The Pittsburgh Penguins weren't supposed to win the Stanley Cup. They weren't supposed to be able to compete after the new regime limped to a five game playoff exit last year. They weren't supposed to win as Sidney Crosby and Evgeni Malkin's prime years came to a close. They weren't supposed to win after they came out flat to start the season, getting head coach Mike Johnston fired and ultimately bottoming out at a 15-14-3 record. They weren't supposed to win the Stanley Cup after a late season injury to Evgeni Malkin while they were still clawing to make the postseason. They weren't supposed to win, but the Pittsburgh Penguins are your 2016 Stanley Cup Champions for the fourth time in franchise history.

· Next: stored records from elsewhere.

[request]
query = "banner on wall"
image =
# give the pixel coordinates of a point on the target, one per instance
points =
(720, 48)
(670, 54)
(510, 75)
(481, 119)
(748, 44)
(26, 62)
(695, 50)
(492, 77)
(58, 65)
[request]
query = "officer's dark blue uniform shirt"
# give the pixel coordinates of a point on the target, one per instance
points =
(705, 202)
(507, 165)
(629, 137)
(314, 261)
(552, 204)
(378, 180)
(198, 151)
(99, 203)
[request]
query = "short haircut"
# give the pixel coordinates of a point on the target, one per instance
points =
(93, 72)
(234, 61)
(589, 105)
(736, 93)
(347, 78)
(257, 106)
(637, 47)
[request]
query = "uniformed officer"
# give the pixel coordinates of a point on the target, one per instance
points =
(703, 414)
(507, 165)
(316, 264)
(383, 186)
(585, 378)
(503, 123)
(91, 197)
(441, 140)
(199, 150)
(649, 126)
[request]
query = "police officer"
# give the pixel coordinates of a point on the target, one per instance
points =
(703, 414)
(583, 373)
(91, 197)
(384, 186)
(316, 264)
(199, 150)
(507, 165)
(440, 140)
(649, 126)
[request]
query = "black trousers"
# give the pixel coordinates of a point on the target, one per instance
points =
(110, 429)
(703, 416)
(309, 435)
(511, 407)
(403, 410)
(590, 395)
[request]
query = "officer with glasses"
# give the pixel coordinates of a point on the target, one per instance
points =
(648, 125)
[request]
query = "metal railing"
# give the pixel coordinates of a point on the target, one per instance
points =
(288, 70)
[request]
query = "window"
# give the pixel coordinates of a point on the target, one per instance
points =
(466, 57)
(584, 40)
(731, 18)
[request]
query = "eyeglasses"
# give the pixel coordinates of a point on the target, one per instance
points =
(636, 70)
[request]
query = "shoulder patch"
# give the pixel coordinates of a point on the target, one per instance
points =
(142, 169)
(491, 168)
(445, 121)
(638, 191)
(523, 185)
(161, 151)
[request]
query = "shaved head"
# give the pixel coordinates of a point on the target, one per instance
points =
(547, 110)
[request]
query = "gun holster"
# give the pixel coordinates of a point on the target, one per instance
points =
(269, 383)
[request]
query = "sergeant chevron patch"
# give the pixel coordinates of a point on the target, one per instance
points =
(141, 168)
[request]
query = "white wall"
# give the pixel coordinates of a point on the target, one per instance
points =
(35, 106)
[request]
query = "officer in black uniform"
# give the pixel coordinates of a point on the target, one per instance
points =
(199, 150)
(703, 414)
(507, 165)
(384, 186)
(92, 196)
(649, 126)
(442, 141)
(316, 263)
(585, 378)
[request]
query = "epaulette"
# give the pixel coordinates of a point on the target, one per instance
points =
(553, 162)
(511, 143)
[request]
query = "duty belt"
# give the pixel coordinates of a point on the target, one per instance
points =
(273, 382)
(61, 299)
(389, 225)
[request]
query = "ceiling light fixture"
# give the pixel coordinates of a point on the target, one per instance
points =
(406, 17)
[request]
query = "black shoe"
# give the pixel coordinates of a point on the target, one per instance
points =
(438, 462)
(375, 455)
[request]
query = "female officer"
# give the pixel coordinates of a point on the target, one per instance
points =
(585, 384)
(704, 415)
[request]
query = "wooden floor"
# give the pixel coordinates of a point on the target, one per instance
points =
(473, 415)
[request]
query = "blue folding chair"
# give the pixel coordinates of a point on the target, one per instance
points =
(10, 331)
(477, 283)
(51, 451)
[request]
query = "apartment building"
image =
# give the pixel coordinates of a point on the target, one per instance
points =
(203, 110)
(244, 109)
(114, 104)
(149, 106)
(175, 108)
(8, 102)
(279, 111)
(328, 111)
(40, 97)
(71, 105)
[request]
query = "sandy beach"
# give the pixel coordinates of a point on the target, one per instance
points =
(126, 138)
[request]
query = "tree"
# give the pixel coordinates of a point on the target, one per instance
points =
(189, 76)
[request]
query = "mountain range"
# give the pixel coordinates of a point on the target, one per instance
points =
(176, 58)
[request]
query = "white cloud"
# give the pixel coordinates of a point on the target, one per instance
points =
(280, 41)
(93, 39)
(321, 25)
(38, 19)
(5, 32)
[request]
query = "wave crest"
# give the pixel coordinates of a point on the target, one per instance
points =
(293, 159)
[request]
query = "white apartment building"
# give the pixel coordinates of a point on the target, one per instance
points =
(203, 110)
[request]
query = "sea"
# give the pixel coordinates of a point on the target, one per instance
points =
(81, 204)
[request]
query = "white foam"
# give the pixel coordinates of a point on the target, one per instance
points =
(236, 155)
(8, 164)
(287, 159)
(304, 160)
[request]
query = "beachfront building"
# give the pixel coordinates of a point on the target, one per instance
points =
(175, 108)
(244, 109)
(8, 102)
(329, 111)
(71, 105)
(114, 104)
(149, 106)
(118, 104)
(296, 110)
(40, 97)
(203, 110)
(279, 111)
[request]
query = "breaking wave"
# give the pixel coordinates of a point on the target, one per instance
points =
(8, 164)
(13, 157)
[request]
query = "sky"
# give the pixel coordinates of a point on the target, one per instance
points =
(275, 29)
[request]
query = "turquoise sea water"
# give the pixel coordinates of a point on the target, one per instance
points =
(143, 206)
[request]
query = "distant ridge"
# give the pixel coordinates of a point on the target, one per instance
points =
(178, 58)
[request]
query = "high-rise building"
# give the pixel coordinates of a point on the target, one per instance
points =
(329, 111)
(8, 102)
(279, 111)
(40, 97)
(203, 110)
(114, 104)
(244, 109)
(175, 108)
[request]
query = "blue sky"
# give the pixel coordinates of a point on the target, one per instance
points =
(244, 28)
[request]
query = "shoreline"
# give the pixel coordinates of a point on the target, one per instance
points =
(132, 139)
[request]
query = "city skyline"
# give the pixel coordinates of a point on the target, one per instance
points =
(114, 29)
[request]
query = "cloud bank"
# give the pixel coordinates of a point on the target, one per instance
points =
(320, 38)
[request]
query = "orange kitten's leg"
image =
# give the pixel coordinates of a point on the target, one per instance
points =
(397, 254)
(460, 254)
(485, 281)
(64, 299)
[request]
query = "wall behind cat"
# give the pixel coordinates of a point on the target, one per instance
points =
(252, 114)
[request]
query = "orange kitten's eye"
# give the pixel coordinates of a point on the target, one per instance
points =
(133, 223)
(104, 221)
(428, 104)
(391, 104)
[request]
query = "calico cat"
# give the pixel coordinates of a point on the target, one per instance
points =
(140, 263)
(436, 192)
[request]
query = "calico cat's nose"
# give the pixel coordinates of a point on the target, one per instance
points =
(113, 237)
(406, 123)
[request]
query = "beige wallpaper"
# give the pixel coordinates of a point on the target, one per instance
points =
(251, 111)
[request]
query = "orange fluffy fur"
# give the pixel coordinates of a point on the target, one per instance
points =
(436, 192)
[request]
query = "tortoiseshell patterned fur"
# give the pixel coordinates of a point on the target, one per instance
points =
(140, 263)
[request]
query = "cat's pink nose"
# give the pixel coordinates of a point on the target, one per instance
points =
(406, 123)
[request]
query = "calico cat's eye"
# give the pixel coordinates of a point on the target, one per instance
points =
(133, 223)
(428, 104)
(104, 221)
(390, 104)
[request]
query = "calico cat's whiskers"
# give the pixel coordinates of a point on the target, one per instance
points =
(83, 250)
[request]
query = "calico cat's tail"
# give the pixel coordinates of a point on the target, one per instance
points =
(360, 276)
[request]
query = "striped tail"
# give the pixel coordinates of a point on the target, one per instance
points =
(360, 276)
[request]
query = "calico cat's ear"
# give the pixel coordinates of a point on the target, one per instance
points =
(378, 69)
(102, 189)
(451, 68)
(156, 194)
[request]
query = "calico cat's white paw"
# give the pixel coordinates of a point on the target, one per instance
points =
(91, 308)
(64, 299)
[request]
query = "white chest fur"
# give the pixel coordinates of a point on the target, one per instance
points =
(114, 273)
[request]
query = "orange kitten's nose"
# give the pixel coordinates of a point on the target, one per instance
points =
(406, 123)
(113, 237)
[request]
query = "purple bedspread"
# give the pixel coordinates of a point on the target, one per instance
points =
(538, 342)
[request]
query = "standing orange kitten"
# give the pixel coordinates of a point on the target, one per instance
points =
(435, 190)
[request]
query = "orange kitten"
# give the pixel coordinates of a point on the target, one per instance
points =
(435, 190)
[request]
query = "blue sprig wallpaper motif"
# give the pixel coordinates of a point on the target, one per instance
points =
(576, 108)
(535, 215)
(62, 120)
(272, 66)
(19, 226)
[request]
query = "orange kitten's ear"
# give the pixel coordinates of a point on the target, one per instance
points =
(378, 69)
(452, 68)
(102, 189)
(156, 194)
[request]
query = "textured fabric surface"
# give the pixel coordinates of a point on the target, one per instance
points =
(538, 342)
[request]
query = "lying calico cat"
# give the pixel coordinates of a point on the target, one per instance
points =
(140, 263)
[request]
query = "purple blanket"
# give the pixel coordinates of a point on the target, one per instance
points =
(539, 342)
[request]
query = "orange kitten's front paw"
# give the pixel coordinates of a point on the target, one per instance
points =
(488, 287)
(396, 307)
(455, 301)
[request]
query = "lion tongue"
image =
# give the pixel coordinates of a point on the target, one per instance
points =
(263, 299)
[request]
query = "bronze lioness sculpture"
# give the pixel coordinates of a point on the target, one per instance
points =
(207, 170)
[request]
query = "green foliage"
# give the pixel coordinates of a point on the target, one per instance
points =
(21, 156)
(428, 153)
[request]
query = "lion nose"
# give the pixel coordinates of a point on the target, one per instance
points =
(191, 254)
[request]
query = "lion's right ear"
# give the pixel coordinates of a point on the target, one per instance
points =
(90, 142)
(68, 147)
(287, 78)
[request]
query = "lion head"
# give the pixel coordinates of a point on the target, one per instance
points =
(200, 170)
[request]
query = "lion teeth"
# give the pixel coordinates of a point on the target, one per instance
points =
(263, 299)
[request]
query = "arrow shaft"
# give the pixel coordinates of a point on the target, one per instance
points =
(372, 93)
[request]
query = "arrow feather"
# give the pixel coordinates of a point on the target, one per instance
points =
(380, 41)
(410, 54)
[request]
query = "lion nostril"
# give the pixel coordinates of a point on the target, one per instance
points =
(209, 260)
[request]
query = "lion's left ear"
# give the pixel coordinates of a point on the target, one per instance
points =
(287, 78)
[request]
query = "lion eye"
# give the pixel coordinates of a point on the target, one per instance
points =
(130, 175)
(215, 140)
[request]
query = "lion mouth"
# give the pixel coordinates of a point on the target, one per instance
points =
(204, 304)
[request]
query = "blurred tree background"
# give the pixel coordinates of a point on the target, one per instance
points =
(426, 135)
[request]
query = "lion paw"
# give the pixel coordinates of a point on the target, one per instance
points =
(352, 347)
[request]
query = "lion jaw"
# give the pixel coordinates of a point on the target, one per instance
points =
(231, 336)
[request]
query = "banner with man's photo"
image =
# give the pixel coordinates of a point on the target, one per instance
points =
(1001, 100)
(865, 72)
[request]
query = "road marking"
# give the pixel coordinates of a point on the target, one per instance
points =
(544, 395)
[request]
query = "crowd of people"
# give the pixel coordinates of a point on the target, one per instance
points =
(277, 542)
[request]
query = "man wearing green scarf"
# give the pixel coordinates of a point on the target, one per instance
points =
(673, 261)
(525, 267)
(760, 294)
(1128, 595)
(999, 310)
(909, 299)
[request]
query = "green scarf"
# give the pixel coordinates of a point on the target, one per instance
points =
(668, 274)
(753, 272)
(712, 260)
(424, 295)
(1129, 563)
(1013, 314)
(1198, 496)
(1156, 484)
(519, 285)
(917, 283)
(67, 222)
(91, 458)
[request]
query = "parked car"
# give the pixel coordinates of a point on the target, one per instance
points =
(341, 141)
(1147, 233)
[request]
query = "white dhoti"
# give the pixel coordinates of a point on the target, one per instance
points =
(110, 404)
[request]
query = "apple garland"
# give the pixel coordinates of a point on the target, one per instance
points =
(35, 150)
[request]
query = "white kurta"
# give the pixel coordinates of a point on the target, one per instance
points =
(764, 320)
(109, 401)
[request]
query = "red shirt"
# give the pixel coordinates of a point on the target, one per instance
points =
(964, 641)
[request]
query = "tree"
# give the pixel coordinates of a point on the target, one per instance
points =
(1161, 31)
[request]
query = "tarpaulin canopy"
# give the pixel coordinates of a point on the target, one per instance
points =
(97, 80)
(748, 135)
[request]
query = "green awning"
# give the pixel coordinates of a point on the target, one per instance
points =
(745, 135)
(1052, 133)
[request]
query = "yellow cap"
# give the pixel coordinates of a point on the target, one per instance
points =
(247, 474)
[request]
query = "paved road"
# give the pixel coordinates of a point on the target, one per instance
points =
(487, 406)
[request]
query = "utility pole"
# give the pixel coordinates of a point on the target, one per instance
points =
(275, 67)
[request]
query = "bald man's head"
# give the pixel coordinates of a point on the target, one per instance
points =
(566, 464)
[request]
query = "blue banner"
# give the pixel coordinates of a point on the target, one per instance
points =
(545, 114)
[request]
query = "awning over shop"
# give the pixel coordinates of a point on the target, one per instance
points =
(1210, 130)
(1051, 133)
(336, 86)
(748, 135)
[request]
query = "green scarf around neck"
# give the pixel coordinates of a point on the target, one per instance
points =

The Pittsburgh Penguins weren't supposed to win their last championship either. They weren't supposed to win the Stanley Cup after they fell to 10th in the Eastern Conference standings and got Michel Therrien fired and promoted green WBS head coach Dan Bylsma to take his place. They weren't supposed to win after falling behind 0-2 against the Capitals in the 2nd round, and they certainly weren't supposed to win the Stanley Cup after falling behind 0-2 against the Detroit Red Wings in the Finals, needing to win four out of five games to lift the Cup, but the 2009 season ended with Sidney Crosby taking the Lord Stanley's silver chalice from Gary Bettman.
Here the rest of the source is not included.